Choosing the right wire rope for a job will be based on many factors: application, required strength, and environment, to name a few. Understanding the basic terminology and the abbreviations associated with wire rope can help you decide which will work best for you.
Displayed as inch or fractional inch measurements, the size indicates the diameter of the rope. Industry standards measure the rope at its widest point. A wide range of sizes are available.
Wire rope is composed of individual wires that are twisted to form strands. The strands are then twisted to form a rope construction.
The numbers used in describing wire rope indicate its construction. For example: a 6 x 19 construction wire rope, the first number is the number of strands (6); the second number is how many wires make up one strand (19).
Numbers may also be followed by a letter combination such as FW or WS which indicates how the outside layer is constructed.
FW: filler wire (same sizes throughout)
WS: Warrington Seale (combination of large and small)
Refers to the direction the wires and strands are twisted during the construction of the wire rope.
Regular lay: Also known as a right lay or ordinary lay, this indicates that the strands pass from left to right across the rope and the wires in the rope are laid in opposite direction to the lay of the strands. This type of construction is the most common and offers the widest range of applications for the rope.
Lang lay: This indicates that the wires are twisted in the same direction as the strands. These ropes are generally more flexible and have increased wearing surface per wire than right lay ropes. Because the outside wires lie at an angle to the rope’s axis, internal stress is reduced making it more resistant to fatigue from bending. This type of rope is often used in construction, excavating, and mining applications.

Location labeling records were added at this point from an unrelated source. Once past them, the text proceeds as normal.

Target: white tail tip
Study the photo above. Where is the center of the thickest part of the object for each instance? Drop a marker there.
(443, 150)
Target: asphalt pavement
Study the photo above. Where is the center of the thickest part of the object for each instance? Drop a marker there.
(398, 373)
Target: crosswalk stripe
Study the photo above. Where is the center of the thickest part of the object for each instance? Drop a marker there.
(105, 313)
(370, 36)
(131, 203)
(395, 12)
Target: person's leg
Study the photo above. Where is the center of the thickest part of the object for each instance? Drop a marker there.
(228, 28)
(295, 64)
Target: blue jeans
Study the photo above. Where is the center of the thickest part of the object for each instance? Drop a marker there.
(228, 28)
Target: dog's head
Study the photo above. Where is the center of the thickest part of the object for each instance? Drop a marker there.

Refers to what makes up the center of the rope.
FC: fiber core
IWRC: independent wire rope core
Fiber cores are made of vegetable (sisal, etc.) or synthetic (polypropylene, etc.) fiber and offer more elasticity. Independent wire rope cores offer more support to the outer strands, and has a higher resistance to crushing and heat. Independent wire rope core also has less stretch and more strength.
Refers to the grade of steel used. Classifications include:
IPS: improved plowed steel.
EIPS: extra improved plowed steel (approximately 10% stronger than IPS).
EEIPS: extra extra improved plowed steel (approximately 10% stronger than the EIPS).
GIPS: galvanized improved plowed steel; galvanized wires add corrosion resistance.
DGEIP: drawn galvanized improved plow steel; galvanized for corrosion resistance. Drawn wires generally have a higher break load than GIPS.
Bright: Made with uncoated wires manufactured from high carbon steel.
Galvanized: Provides extra corrosion resistance.
Stainless Steel: Highly resistant to corrosion and is commonly used in marine applications.